Researchers at Universitat Autonoma de Barcelona have developed an electronic tongue which can identify different types of cava wines, thanks to a combination of sensor systems and advanced mathematical procedures. The device automatically produces classifications similar to those of a sommelier. Cava varies in type according to the amount of sugar added with the expedition liqueur after secondary fermentation (which produces carbonic gas). Therefore it is useful to know the exact amount of sugar added, since this is what determines the type of cava which will be produced. The resulting classifications are: Brut Nature (50 g/L).
In order to design the electronic tongue, researchers from the UAB Group of Sensors and Biosensors, led by professor Manel del Valle, identified different cava samples using voltammetric measurements. Thanks to a combination of chemical measurement systems and advanced mathematical procedures – principal component analysis (PCA), discrete wavelet transform (DWT), and artificial neural network (ANN) – researchers achieved to copy the human taste system and distinguish between different types of cava, thus obtaining a classification similar to that of a sommelier. Through the use of the second order standard addition method (SOSAM) it was possible to quantify the amount of sugar added in the cava production process, demonstrating the efficiency of these processing tools.
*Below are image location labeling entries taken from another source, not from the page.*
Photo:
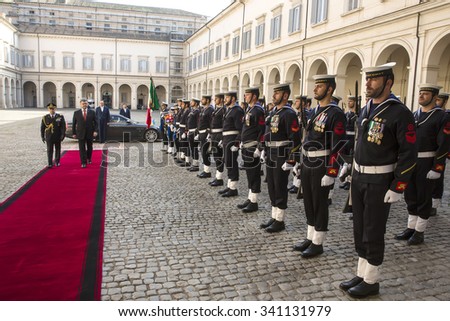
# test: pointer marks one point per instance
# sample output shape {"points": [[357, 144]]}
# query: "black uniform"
{"points": [[325, 134], [232, 126], [252, 132], [433, 141], [386, 137], [282, 141], [53, 131]]}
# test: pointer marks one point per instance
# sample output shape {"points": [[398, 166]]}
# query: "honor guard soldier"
{"points": [[250, 137], [282, 139], [433, 141], [232, 125], [438, 189], [384, 160], [216, 137], [53, 131], [204, 124], [192, 124], [325, 133]]}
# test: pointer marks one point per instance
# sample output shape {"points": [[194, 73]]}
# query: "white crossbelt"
{"points": [[230, 132], [426, 154], [277, 143], [316, 153], [383, 169]]}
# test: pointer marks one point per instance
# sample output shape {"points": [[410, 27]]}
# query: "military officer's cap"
{"points": [[328, 79], [282, 87], [430, 87], [252, 90], [379, 71], [231, 94]]}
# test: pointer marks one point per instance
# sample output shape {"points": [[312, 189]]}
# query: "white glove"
{"points": [[433, 175], [286, 166], [392, 197], [262, 158], [326, 181]]}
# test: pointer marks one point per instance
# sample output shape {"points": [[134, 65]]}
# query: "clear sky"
{"points": [[208, 8]]}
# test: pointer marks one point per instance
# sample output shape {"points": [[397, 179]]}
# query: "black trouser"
{"points": [[85, 147], [252, 167], [370, 215], [419, 190], [231, 157], [57, 146], [315, 196], [277, 179]]}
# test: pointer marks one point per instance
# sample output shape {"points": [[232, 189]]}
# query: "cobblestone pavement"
{"points": [[169, 236]]}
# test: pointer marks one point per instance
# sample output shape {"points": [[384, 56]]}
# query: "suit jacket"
{"points": [[125, 113], [84, 129]]}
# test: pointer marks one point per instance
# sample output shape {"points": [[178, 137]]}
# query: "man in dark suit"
{"points": [[124, 111], [84, 127], [103, 117], [53, 130]]}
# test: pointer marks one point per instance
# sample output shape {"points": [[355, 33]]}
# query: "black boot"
{"points": [[405, 235], [416, 239], [351, 283], [364, 289], [251, 207], [312, 251], [302, 245], [276, 226], [243, 205]]}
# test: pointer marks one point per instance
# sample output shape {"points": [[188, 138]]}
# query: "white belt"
{"points": [[250, 144], [383, 169], [426, 154], [316, 153], [277, 143], [231, 132]]}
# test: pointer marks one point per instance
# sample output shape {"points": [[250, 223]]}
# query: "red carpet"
{"points": [[51, 233]]}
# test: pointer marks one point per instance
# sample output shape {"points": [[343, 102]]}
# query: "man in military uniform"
{"points": [[384, 161], [325, 133], [438, 189], [204, 124], [232, 125], [53, 131], [250, 137], [433, 141], [282, 139], [216, 139]]}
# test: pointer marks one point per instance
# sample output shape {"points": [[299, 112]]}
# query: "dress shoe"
{"points": [[405, 235], [276, 226], [204, 175], [364, 289], [216, 182], [267, 224], [223, 191], [351, 283], [416, 239], [302, 245], [312, 251], [251, 207], [230, 193], [243, 205]]}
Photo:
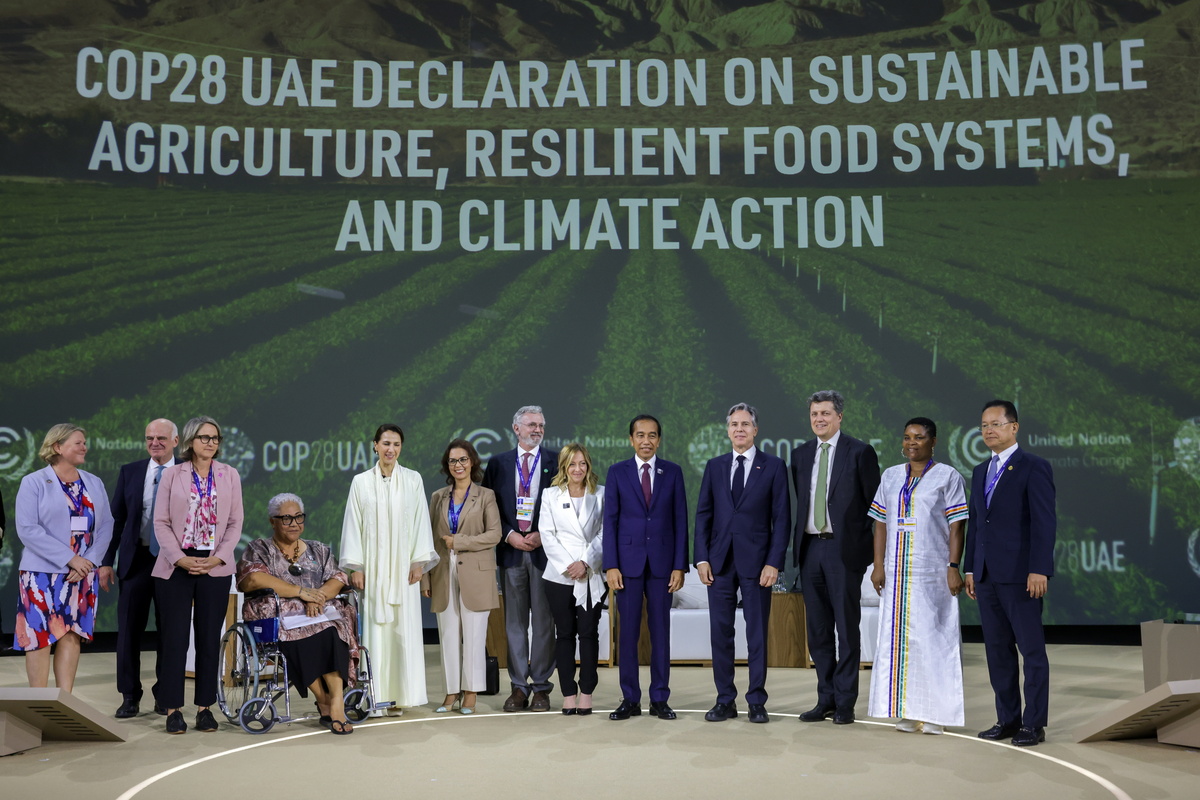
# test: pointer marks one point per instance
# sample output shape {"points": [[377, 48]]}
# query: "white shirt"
{"points": [[639, 462], [534, 474], [745, 470], [809, 525], [1005, 455], [149, 487]]}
The electronic tongue currently can identify three types of cava: Brut, Brut Nature and Medium-Dry. However, with proper training it will be able to identify all types available on the market.
Researchers of the UAB Group of Sensors and Biosensors, considered one of the world’s leading groups in its sector, has spent years working on the development of electronic tongues. It currently is working on perfecting the device through the incorporation of biosensors.
Electronic tongues are bio-inspired systems created with the aim of reproducing human perception senses. The device contains a sensor matrix (with differentiated, broad and complementary response) to obtain chemical information from samples as are obtained by the human senses. Next, the perception of taste is based on the generation of sensory patterns of the nerves activated by the brain and nerve print recognition; this last step is achieved with the use of computerised systems which interpret data obtained by the sensor matrix. As in biological mechanisms, a learning and training process is needed so that the electronic tongue can be capable of recognising the properties that must be identified.